В лесу — страница 93 из 96

– Не знаю, – честно ответил я. – Возможно, так же, как и вы.

Девлин, сопя, буравил меня взглядом. Ноздри у него раздувались. Я отвернулся, сделал затяжку и немного погодя услышал, как он глубоко вздохнул и снова привалился к стене.

– Теперь я вам вопрос задам, – сказал он. – Розалинд права – вы и есть тот мальчик, чьи друзья исчезли?

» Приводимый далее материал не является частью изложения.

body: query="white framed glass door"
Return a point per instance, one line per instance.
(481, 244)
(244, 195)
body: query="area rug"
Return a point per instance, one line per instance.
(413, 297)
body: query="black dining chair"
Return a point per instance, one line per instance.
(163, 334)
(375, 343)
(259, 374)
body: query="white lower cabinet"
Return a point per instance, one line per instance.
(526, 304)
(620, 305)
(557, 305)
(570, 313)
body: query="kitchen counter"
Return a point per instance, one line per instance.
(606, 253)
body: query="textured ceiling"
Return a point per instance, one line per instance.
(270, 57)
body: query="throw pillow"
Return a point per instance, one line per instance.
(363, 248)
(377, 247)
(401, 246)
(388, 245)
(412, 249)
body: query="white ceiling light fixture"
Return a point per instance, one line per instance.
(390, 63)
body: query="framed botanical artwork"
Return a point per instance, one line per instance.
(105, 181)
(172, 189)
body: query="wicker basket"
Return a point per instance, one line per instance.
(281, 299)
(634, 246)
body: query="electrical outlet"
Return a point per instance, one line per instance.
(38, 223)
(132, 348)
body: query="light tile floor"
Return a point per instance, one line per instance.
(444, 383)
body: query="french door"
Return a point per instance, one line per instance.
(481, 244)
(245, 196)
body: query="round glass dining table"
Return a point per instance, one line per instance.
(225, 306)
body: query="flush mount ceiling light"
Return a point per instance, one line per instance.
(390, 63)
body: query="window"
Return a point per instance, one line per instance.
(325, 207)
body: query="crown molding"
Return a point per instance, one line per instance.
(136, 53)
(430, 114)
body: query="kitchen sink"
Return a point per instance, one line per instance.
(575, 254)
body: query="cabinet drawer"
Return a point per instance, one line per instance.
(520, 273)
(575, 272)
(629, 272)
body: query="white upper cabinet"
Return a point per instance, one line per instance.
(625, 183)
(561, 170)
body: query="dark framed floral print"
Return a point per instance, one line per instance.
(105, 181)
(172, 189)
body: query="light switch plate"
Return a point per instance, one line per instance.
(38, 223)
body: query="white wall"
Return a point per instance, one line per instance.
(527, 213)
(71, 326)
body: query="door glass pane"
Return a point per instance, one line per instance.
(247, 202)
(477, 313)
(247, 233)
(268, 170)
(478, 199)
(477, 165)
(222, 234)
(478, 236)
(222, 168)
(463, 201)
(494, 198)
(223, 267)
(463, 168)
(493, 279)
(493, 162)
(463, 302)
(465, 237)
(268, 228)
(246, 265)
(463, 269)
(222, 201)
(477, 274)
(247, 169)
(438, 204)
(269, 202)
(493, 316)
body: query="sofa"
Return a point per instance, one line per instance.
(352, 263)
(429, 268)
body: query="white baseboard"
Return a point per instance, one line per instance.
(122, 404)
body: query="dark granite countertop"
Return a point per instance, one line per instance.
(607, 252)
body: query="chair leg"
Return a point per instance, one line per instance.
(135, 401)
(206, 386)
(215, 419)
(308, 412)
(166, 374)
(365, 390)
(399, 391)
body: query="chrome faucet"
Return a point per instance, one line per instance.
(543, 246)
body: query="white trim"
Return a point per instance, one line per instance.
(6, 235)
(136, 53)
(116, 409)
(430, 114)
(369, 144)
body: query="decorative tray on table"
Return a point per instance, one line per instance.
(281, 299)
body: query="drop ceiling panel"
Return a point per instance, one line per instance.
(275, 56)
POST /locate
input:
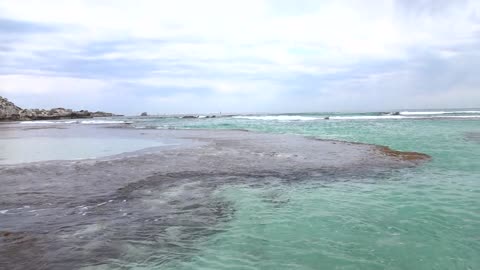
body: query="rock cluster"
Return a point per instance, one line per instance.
(11, 112)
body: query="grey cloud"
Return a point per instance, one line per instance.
(8, 26)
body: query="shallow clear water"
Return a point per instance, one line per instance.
(33, 149)
(426, 217)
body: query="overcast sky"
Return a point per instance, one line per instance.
(130, 56)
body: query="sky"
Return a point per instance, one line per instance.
(210, 56)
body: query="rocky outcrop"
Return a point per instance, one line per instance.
(11, 112)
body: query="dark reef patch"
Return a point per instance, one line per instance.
(157, 203)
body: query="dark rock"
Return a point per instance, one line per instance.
(11, 112)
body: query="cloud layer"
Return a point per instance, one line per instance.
(240, 56)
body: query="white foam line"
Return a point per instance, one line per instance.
(437, 112)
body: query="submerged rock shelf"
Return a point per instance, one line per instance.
(84, 213)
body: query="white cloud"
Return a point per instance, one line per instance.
(37, 85)
(236, 48)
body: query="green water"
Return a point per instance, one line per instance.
(420, 218)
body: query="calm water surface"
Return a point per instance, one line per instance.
(419, 218)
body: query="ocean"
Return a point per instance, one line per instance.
(418, 217)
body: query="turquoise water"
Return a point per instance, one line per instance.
(421, 218)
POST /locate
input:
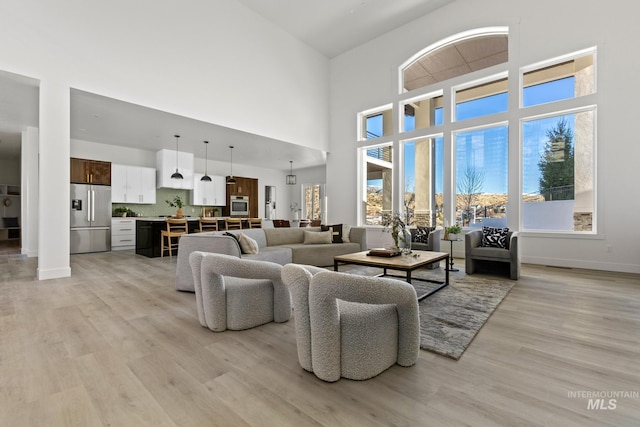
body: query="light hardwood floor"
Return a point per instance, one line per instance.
(116, 345)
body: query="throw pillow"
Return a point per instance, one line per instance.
(421, 234)
(335, 230)
(316, 237)
(226, 233)
(346, 229)
(10, 222)
(247, 244)
(494, 237)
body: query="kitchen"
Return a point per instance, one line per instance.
(142, 194)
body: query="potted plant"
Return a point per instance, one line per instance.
(452, 232)
(123, 211)
(176, 203)
(295, 209)
(394, 224)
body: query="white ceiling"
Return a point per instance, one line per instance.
(335, 26)
(331, 27)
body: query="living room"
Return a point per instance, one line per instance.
(179, 41)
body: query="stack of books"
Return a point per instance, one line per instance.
(384, 252)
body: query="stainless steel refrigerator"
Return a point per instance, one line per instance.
(270, 202)
(90, 218)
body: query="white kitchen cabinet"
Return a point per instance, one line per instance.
(166, 166)
(213, 193)
(133, 184)
(123, 234)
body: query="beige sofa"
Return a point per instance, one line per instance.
(279, 245)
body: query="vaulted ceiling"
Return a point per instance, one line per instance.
(331, 27)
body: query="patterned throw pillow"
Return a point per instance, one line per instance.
(421, 234)
(494, 237)
(316, 237)
(336, 232)
(247, 244)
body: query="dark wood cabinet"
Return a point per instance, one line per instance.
(85, 171)
(243, 187)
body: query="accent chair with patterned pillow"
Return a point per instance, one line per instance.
(495, 237)
(491, 245)
(336, 232)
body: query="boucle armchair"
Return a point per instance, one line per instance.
(297, 277)
(474, 252)
(356, 326)
(234, 293)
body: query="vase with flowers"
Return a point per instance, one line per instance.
(394, 224)
(176, 203)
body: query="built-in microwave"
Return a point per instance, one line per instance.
(239, 206)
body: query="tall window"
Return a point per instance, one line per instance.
(313, 196)
(378, 167)
(457, 123)
(423, 186)
(558, 149)
(482, 177)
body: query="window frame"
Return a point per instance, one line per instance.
(513, 118)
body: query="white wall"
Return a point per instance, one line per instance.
(213, 61)
(10, 171)
(366, 77)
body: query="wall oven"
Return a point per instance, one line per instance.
(239, 206)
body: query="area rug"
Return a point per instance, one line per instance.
(451, 318)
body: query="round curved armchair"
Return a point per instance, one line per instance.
(234, 293)
(352, 326)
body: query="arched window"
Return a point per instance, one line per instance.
(453, 58)
(447, 157)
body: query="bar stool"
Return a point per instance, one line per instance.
(208, 224)
(175, 229)
(233, 223)
(255, 222)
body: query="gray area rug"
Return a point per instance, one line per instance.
(451, 318)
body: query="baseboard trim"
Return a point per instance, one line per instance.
(53, 273)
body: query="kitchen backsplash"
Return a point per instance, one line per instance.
(161, 208)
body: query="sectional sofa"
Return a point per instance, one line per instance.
(279, 245)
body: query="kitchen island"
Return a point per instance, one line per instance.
(148, 234)
(149, 229)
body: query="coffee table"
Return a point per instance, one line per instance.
(406, 263)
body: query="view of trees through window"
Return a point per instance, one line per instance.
(557, 163)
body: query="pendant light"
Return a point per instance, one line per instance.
(231, 180)
(291, 178)
(176, 174)
(206, 177)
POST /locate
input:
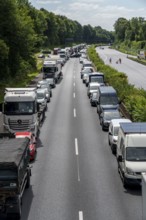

Его вопрос меня не удивил. Девлин имел право просмотреть или прослушать записи всех допросов Розалинд, и, наверное, подспудно я предполагал, что рано или поздно он спросит. Я знал, что мне следует дать отрицательный ответ, ведь официально я вполне законно, хоть и слегка бессердечно, выдумал всю эту историю, чтобы втереться в доверие Розалинд. Но лгать сейчас у меня не было сил, да и смысла в этом я не видел.

– Да, – ответил я. – Адам Райан.

Джонатан повернулся и долго смотрел на меня, и я подумал, что он пытается сравнить мое лицо с тем, что, возможно, сохранилось в его туманных воспоминаниях.

– Мы тут ни при чем, – сказал он, и его тон, мягкий, почти сочувственный, поразил меня, – так и знайте. Совершенно ни при чем.

– Знаю. Простите, что накинулся на вас.

Он медленно, несколько раз кивнул:

– Я бы на вашем месте, наверное, так же поступил. Я-то ведь не невинный ангелок был. Вы же видели, что мы с Сандрой сотворили? Вы тоже там были.

– Видели. Она не будет возбуждать против вас дела.

Он дернул головой, словно эта мысль тревожила его. Река перед нами потемнела, вода, подернутая неприятной маслянистой пленкой, выглядела вязкой. Похоже, в воде что-то плавало – может, дохлая рыба, а может, мусор, над темным пятном с отчаянными криками кружили чайки.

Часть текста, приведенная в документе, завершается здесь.